16 Blocks HD DVD

In these still early days of HD DVD, it's a little creepy that three of the releases have been films about bad cops: Assault on Precinct 13, Training Day (see below) and now 16 Blocks.

While you wouldn't know it from the length of its theatrical run or its critical reception, 16 Blocks is a terrific film and, for me, superior to the two others mentioned above. It's a modern film with old fashioned sensibilities. Hollywood's current preoccupation with the lead lining in every silver cloud sometimes gets old. 16 Blocks is the only movie in this bad-cop trilogy that left me feeling good about people.

Broken-down, bedraggled, and alcoholic cop Jack Mosley (Bruce Willis, looking every bit the part) is assigned an overtime mission to deliver a witness from lock-up to the courthouse. Things go awry very fast, in ways neither he nor we expect. This isn't a conventional action film, though there are some improbable action set pieces. This bothered a lot of critics who didn't seem troubled by the jaw-dropping coincidence that Training Day needed to make its plot work at all.

Willis, in my opinion, gives a more believable performance here than Denzel Washington's slightly over-the-top work in Training Day&##151;his Oscar for it notwithstanding. But it's Mos Def who turns in the best work here as the petty criminal/witness that Mosley is assigned to transfer. The voice that Def adopts for his motor- mouth character does grate quickly, but once I was drawn into the story its annoyance factor dropped considerably.

This is one of the best-looking HD DVDs available. The picture is incredibly sharp yet still natural-looking. As with Training Day there was no apparent post-production tinkering with color or grain, and it's obvious that the in-camera footage was beautifully shot, including consistently spot-on focus. And there's none of the visible edge-enhancement that mars so many standard DVDs. Bottom line: I find it hard to criticize anything in the video transfer at all.

The audio is similarly superb, though not obviously showy. There are few attention-getting sound effects, and even the music is generally subdued. But everything sounds right. The dialog is clear and uncolored (there's one particularly striking scene in which it's is steered from the center channel to the left and right). The thousands of small, incidental, realistic sounds put you right in the center of the New York street scenes. And the ambience of locations as diverse as the inside of a squad car and a courthouse lobby all sound completely convincing.

This is one of the three HD DVD / DVD combo discs released so far by Warner (the other two are Rumor Has It and Firewall), with the HD DVD transfer on one side and a standard definition DVD transfer on the other. The format works well, though I do miss having a label on the disc. The standard definition DVD side looks very good for a DVD, but after watching the HD DVD version it's clearly a major step down in detail, particularly on a projection screen. The audio on the standard definition DVD side, while perfectly fine, lacks that final dash of air and openness on the HD DVD that separates the merely good from the real.

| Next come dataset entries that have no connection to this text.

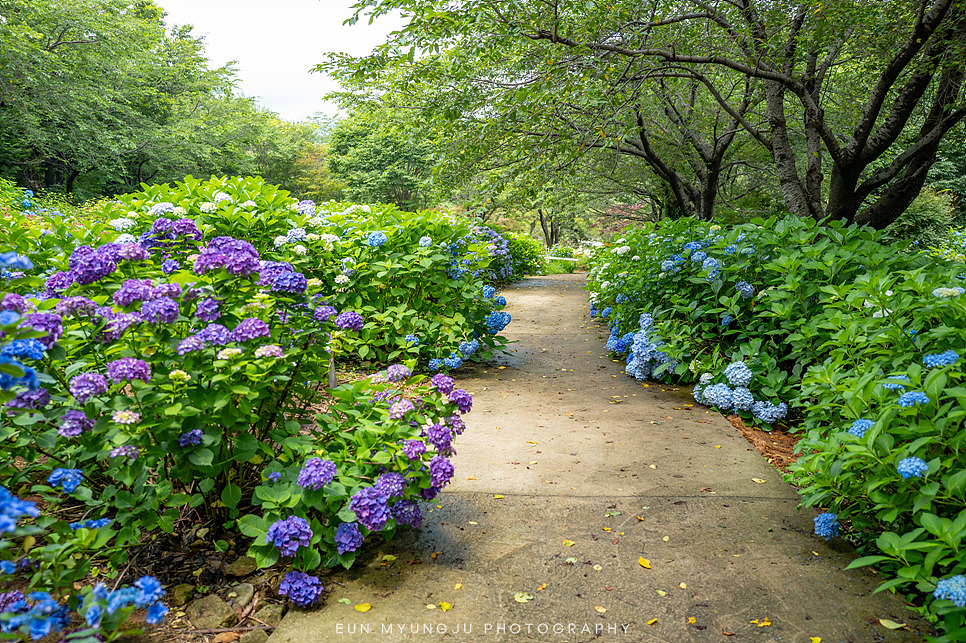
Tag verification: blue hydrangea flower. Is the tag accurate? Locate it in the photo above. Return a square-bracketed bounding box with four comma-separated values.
[899, 391, 929, 408]
[815, 513, 839, 540]
[47, 468, 84, 493]
[725, 362, 753, 387]
[849, 418, 875, 438]
[922, 350, 959, 368]
[896, 457, 929, 478]
[932, 574, 966, 607]
[732, 386, 755, 411]
[366, 231, 389, 248]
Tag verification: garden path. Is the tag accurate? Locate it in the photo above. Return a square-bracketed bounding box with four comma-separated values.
[270, 275, 928, 643]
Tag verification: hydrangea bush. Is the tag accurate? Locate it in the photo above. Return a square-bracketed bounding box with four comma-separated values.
[82, 177, 512, 368]
[0, 180, 484, 620]
[589, 217, 966, 641]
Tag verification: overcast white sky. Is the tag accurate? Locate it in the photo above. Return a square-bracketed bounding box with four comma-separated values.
[156, 0, 401, 120]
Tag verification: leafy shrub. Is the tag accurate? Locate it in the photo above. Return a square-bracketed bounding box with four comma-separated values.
[589, 217, 966, 642]
[505, 233, 547, 279]
[0, 179, 500, 620]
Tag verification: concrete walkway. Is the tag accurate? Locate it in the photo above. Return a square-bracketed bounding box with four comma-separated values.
[270, 275, 928, 643]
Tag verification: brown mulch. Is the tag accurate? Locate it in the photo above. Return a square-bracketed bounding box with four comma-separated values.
[728, 415, 802, 473]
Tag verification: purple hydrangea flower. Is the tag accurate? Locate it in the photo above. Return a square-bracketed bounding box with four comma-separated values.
[271, 272, 308, 294]
[44, 271, 74, 297]
[7, 388, 50, 409]
[113, 279, 153, 308]
[141, 297, 179, 324]
[195, 324, 231, 346]
[107, 357, 151, 384]
[373, 471, 406, 500]
[335, 522, 363, 554]
[298, 458, 338, 490]
[231, 317, 272, 342]
[429, 373, 456, 395]
[278, 571, 323, 607]
[392, 500, 423, 529]
[258, 261, 295, 286]
[335, 310, 364, 331]
[115, 243, 151, 261]
[429, 455, 455, 489]
[389, 398, 416, 420]
[194, 237, 259, 275]
[178, 429, 204, 447]
[195, 297, 221, 322]
[403, 440, 426, 460]
[449, 388, 473, 413]
[68, 372, 108, 404]
[57, 409, 94, 438]
[349, 487, 389, 531]
[20, 313, 64, 348]
[386, 364, 409, 382]
[177, 336, 207, 356]
[315, 306, 336, 321]
[266, 516, 312, 556]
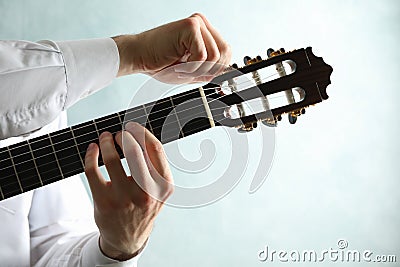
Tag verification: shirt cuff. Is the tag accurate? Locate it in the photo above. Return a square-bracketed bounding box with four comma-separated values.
[82, 233, 143, 267]
[56, 38, 119, 109]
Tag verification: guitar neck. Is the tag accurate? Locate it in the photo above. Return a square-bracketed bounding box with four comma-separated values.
[0, 87, 211, 200]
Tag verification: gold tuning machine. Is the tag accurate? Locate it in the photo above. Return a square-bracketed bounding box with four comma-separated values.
[243, 56, 277, 127]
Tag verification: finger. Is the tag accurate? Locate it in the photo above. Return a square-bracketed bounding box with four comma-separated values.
[124, 126, 174, 203]
[125, 122, 172, 183]
[85, 143, 107, 199]
[121, 131, 154, 192]
[192, 13, 232, 74]
[99, 132, 128, 190]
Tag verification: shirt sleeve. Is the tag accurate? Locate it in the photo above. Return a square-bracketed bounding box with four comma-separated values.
[29, 176, 142, 267]
[0, 38, 119, 139]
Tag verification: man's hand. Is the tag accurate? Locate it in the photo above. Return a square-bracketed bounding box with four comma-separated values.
[113, 13, 231, 83]
[85, 123, 173, 260]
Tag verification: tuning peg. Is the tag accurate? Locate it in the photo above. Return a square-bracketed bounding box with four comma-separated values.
[238, 122, 257, 133]
[243, 56, 251, 65]
[288, 113, 297, 124]
[262, 120, 278, 127]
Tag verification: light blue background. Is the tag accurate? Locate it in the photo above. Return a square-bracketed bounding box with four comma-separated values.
[0, 0, 400, 266]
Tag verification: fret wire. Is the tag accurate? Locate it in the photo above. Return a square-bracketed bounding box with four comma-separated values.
[70, 127, 85, 169]
[7, 147, 24, 193]
[47, 134, 64, 179]
[0, 92, 209, 165]
[0, 185, 4, 199]
[0, 112, 216, 185]
[0, 107, 216, 176]
[25, 140, 43, 186]
[0, 88, 222, 172]
[142, 104, 154, 133]
[92, 120, 100, 138]
[113, 112, 123, 126]
[170, 97, 185, 137]
[0, 70, 279, 155]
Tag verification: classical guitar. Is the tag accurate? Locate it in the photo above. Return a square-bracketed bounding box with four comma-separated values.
[0, 47, 332, 200]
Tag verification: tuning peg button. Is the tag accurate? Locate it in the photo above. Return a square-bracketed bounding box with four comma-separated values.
[288, 113, 297, 124]
[243, 56, 251, 65]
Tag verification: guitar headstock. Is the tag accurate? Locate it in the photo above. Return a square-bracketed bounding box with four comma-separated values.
[203, 47, 333, 131]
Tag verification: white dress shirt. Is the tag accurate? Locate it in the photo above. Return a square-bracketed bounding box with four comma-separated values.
[0, 38, 142, 267]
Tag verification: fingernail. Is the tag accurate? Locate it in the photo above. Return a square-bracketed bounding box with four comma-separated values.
[125, 121, 136, 130]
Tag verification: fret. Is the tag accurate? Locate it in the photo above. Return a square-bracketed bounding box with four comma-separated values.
[169, 97, 185, 137]
[92, 120, 100, 138]
[0, 184, 4, 200]
[7, 147, 24, 193]
[71, 121, 99, 163]
[9, 141, 41, 192]
[124, 105, 147, 126]
[115, 112, 124, 126]
[26, 140, 43, 186]
[169, 89, 212, 142]
[69, 128, 85, 169]
[199, 86, 215, 127]
[49, 128, 83, 177]
[29, 135, 63, 185]
[48, 134, 64, 179]
[94, 114, 122, 134]
[0, 147, 22, 199]
[143, 105, 154, 134]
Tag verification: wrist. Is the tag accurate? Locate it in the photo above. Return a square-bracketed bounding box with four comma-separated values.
[112, 34, 143, 77]
[99, 235, 147, 261]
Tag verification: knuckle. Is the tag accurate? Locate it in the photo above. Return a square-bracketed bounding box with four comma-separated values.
[191, 12, 204, 18]
[147, 141, 164, 154]
[139, 193, 154, 210]
[85, 164, 96, 177]
[220, 42, 232, 56]
[103, 153, 120, 165]
[183, 17, 200, 31]
[207, 51, 221, 62]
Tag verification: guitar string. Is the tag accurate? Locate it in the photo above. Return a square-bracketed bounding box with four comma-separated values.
[1, 71, 290, 186]
[0, 109, 234, 193]
[0, 69, 278, 163]
[0, 68, 278, 155]
[1, 89, 288, 185]
[0, 88, 282, 192]
[0, 88, 283, 184]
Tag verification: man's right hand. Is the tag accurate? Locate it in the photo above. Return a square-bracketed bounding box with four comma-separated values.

There's also an alternate ending included on the disc, which may be stitched seamlessly into the movie and watched instead of the theatrical version. It's very different. I'll say no more except for this complaint; the alternate ending is provided only in standard definition, and only on the SD side of the disc. So it may not be spliced into the HD version in any form. Why?

I do have reservations about the economics of combo discs, not to mention the pricing of new titles on HD DVD in general. (All three of the combo discs are recent films and not catalog titles). A list price of nearly $40 each for these titles is alarming—and not likely to help the format succeed. Fortunately, you can get these discs for under $30 on line, but still about $5 too high in my judgment. I want at least one of the new HD disc formats to survive and flourish, and I assume the industry does, too. But the market is very price sensitive, and if the studios treat these new products as an excuse to make a quick buck, they will both fail in a market where too many consumers think music and films should be free. That's a ridiculous expectation, of course, fed by rampant on-line music downloading. But as I've commented before, the best way to encourage sales is to make these new discs fully competitive in price with conventional DVDs. Treat them as golden geese and they'll lay lead eggs.

Video reviewed on a Yamaha DPX-1300 DLP projector, 78-inch wide Stewart Studiotek 130 screen, and Toshiba HD-A1 HD-DVD player set to 1080i. Audio reviewed using the player's digital audio output into on an Anthem D1 pre-pro, Parasound Halo amp, and Revel F52/C52/M22/B15 loudspeakers.